When I run that it confirms that’s it’s a directory, and I can see the files that are in shiny-server.


#14

Ok, for simplicity sake, can we replace the top portion of the code with this and try again please?



library(sparklyr)
library(shiny)
library(ggplot2)
library(rmarkdown)

sc<-spark_connect(master = 'yarn-client',  
                  version = '2.2.0', 
                  spark_home = "/user/lib/spark")

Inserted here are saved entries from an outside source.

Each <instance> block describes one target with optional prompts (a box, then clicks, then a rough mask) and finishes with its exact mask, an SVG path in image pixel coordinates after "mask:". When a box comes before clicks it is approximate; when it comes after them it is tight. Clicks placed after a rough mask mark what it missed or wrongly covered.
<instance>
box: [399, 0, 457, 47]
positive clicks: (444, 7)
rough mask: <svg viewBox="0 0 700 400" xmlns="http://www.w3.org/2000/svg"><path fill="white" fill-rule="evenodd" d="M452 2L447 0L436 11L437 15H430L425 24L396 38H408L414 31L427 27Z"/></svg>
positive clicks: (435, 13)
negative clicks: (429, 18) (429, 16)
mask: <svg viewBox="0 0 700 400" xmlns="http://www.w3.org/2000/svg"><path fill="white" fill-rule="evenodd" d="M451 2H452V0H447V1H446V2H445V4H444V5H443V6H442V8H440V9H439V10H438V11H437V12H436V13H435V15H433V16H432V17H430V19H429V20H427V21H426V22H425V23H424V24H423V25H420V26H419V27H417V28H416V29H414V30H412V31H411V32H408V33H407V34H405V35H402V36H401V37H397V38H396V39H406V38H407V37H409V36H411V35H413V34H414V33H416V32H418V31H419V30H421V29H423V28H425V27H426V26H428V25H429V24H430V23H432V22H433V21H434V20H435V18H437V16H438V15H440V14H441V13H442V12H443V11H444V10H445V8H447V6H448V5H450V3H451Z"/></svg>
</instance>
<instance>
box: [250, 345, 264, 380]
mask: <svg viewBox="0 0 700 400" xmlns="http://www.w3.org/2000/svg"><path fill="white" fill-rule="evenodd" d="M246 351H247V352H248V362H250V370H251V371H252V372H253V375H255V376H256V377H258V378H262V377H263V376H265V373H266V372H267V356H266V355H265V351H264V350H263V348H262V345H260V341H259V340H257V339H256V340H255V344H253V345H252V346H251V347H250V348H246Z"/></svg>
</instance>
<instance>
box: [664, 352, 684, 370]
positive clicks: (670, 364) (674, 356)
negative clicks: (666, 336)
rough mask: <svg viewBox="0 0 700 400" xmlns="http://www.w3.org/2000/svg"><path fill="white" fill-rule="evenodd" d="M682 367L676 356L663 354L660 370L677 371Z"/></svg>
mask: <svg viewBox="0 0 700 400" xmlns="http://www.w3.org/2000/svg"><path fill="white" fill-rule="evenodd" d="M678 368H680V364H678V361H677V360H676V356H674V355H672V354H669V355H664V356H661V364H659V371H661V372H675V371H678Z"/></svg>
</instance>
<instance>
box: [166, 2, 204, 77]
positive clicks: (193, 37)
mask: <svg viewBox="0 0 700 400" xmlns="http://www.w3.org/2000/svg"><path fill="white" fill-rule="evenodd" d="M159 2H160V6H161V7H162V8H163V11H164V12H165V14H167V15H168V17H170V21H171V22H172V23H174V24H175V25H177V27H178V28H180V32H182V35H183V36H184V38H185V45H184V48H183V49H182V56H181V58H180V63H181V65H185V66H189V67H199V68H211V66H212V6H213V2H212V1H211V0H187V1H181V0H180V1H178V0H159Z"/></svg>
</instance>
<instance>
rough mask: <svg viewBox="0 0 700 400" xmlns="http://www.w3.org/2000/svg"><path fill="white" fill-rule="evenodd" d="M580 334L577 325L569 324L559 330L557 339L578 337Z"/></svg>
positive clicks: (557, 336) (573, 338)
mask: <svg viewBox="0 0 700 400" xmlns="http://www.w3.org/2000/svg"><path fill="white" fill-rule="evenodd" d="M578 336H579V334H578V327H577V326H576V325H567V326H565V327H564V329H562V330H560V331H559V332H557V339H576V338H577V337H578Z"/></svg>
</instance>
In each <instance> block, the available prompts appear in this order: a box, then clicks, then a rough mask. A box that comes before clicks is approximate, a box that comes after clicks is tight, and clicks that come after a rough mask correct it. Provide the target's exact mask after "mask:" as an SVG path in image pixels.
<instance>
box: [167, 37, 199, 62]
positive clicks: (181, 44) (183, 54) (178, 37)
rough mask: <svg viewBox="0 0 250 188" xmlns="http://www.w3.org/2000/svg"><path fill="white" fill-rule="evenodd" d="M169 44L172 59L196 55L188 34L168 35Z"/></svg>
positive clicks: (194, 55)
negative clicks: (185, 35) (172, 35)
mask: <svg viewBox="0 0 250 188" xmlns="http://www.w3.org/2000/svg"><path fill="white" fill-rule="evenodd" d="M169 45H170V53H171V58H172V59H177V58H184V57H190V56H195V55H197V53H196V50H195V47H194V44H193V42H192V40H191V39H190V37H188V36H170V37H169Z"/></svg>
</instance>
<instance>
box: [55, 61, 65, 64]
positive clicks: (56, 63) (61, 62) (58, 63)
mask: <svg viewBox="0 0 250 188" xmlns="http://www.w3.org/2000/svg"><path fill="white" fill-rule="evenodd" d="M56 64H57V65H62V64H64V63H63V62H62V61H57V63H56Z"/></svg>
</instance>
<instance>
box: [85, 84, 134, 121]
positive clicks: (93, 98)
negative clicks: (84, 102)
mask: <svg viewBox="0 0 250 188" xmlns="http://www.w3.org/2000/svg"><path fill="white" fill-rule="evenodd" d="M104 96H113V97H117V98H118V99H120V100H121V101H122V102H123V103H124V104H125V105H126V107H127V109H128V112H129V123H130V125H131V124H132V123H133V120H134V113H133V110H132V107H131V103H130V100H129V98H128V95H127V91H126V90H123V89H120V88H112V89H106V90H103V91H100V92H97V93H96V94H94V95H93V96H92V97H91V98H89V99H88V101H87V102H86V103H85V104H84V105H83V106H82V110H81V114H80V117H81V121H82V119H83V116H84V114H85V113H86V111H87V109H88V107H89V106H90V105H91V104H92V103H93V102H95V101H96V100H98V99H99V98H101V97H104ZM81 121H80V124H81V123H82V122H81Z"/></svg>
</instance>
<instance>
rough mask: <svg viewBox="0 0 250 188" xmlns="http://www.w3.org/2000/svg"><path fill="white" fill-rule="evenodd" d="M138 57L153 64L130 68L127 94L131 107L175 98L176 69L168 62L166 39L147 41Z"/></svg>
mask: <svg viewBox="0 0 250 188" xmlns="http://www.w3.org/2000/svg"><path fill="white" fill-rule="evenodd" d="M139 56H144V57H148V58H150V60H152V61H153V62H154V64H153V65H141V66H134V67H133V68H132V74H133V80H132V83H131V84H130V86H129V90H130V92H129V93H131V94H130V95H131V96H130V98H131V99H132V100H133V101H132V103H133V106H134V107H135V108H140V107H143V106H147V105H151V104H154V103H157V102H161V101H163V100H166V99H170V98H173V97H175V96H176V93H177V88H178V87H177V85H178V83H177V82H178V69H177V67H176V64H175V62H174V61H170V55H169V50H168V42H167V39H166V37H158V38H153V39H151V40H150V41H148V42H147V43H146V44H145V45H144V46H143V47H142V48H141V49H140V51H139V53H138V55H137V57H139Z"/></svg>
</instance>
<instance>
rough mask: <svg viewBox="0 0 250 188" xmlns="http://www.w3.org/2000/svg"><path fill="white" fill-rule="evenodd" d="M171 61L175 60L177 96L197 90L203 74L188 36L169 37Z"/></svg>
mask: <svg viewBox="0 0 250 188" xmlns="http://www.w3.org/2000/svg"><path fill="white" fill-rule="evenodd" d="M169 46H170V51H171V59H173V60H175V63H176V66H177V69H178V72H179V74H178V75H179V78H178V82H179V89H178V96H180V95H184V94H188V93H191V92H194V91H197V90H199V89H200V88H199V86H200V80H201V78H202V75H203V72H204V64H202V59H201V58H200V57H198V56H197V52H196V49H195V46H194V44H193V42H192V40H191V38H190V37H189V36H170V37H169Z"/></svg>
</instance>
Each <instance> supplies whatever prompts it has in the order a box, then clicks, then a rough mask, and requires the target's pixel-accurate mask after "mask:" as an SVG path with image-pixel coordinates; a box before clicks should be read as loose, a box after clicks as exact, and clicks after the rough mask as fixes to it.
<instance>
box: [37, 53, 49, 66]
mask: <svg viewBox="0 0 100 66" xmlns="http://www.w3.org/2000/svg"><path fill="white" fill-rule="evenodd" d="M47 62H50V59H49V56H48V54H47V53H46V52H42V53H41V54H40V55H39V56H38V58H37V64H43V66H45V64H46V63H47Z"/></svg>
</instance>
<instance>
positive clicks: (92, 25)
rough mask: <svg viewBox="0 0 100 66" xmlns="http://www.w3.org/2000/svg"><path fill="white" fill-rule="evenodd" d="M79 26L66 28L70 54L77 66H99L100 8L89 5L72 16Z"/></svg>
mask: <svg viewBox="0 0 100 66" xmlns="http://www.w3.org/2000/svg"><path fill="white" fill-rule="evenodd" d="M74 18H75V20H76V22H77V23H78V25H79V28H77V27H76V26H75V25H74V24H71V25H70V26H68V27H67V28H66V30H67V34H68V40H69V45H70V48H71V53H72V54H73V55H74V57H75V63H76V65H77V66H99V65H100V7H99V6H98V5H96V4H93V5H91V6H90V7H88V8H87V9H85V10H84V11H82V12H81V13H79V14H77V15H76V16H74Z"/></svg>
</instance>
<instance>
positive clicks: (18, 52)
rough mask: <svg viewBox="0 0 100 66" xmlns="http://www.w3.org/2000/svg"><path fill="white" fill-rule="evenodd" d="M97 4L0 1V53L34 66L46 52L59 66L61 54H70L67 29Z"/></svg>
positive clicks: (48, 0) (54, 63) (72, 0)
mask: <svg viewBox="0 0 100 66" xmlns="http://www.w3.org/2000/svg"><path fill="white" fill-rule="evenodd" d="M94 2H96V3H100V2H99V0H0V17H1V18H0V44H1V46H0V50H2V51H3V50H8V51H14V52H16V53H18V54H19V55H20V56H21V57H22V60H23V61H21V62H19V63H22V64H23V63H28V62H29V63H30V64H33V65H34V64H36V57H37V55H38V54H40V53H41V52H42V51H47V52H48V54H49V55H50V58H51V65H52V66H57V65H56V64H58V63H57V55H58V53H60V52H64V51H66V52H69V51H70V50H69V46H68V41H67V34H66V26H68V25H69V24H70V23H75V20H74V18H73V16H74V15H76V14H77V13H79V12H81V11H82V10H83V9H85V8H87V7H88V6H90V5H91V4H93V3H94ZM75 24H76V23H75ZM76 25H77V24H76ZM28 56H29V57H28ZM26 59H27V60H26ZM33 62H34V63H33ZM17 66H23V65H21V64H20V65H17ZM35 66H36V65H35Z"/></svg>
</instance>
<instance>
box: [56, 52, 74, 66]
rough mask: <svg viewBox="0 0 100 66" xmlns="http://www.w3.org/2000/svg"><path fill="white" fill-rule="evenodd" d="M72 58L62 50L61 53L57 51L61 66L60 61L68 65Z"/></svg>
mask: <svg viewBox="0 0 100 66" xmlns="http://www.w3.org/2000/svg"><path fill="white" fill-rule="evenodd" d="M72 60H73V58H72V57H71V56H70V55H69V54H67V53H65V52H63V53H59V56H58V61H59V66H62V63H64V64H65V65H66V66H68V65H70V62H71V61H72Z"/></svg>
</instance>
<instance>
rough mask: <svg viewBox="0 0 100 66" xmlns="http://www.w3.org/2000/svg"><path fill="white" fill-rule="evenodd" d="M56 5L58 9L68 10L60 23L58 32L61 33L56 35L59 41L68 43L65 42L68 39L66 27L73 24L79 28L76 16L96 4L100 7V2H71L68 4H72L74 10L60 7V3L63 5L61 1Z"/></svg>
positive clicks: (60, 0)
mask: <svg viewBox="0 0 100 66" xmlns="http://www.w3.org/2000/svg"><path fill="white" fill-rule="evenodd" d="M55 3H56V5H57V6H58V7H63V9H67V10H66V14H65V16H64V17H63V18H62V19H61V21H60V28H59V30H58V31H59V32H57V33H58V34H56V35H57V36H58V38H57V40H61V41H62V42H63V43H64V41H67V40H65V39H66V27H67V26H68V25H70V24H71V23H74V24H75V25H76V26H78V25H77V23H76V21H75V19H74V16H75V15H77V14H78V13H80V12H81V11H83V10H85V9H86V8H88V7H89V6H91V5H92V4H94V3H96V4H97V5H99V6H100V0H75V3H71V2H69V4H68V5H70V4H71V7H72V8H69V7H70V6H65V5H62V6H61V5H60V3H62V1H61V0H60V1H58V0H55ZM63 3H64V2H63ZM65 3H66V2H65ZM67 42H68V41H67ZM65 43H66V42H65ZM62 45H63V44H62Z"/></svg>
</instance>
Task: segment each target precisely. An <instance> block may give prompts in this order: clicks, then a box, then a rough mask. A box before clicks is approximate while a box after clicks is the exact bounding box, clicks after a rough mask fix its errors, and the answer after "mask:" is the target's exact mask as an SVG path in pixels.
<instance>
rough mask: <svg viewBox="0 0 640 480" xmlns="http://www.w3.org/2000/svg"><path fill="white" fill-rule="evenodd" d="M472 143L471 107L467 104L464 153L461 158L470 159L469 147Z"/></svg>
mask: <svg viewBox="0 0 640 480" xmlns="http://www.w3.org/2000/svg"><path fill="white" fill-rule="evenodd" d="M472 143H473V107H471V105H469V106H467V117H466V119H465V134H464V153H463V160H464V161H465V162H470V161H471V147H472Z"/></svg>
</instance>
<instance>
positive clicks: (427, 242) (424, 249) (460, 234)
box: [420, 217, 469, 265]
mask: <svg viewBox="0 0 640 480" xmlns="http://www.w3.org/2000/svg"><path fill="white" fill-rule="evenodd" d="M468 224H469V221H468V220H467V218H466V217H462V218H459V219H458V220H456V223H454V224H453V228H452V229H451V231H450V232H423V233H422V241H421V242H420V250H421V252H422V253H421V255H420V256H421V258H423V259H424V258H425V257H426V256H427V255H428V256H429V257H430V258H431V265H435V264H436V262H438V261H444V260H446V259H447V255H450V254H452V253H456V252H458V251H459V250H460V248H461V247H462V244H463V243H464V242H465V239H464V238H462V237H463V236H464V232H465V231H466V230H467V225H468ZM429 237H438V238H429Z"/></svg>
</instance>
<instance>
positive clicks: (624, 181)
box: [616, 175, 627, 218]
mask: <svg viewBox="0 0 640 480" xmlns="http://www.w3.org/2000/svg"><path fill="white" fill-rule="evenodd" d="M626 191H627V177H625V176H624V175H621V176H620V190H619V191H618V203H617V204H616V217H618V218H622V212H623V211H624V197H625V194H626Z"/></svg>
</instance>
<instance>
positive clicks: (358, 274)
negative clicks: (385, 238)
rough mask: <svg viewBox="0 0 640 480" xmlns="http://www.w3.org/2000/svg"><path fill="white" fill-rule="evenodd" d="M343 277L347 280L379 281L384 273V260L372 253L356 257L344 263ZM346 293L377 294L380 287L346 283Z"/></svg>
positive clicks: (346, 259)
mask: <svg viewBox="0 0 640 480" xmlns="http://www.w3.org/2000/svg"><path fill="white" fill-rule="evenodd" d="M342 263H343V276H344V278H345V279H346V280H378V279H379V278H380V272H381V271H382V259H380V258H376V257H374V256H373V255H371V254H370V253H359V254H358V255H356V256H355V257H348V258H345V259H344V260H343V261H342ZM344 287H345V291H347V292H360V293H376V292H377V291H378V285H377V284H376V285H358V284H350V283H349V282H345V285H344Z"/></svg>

tbl_cache(sc, 'output_final_v2')

#15

I get the same error even with the simplified code.


#16

I’m curious, if you run R in the terminal of the server where Shiny is, and run the same lines I ask you to replace, does that err out?


#17

I had to install the packages first, and it won’t install sparklyr. It keeps saying non-zero exit status.


#18

Ok, how did you install the packages for the Shiny app to work? If the R packages were not pre-install before deploying the app, then this may be an issue of Linux package dependencies, Id suggest running this in the terminal

sudo apt-get -y install libcurl4-gnutls-dev
sudo apt-get -y install libssl-dev
sudo apt-get -y install libxml2-dev

#19

It says that all of those commands are installed and up to date.


#20

I no longer get my original error, but my new errors are:
ignore --preserve-environment, it's mutually exclusive to --login.
Failed during initialize_connection: org.apache.hadoop.security.AccessControlException: Permission denied: user=shiny, access=WRITE, inode="/user/shiny/

I know the second one is a permission issue. I’m just not sure how to fix it.